Your job as the promoting manager is to have the conversations, coach and offer feedback and feed-forward based on observation, and require actions that support the development of a solid foundation. Teach your new manager to articulate their view on their role and accountabilities. Encourage them to work with their teams to define the values that govern membership. And hold them accountable to their commitments to impress upon them the power of accountability to promote and build performance.
3. Challenge them to People-Solve—Teach, Don’t Tell
The people issues are of course the most challenging part of managing. From resolving minor squabbles to navigating difficult personalities and learning to conduct challenging conversations, the learning curve is steep and stress level high.
You’ll be tempted to dispense answers for many of these issues when the right strategy is to use questions and coaching to help your new managers think through to possible solutions. Sure, the problem your new manager is describing is one you can quickly dispatch with a clear, behavioral, business-focused feedback discussion. However, chances are, your new manager doesn’t understand what that is. Asking questions to get to the core issues and business impact, as well as possible solutions, helps condition your new manager in thinking through the challenges.
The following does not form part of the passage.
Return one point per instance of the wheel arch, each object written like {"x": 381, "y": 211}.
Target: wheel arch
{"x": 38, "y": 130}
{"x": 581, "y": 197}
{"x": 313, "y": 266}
4. Help Your New Manager Understand Your Reality:
One of the most valuable and often overlooked opportunity is to ensure your first-time manager understands your goals and accountabilities and how her job and team contribute to accomplishing those goals.
Remember, this new manager is both a reflection on you and an extension of you. Ensuring that she understands the goals and metrics driving you helps her provide context for her work and the work of her team. Additionally, your willingness to share your goals, accountabilities, and performance metrics models a great behavior that your manager should pay forward.
Context translates to clarity and promotes performance.
The Bottom-Line for Now:
There are few activities in your management career that offer the high return-on-time-invested (ROTI) than actively engaging and supporting your newly promoted first-time managers. Great managers on your team help high performance go viral and create a multiplier effect for your reputation. If this feels like work, well, maybe you’re in the wrong role.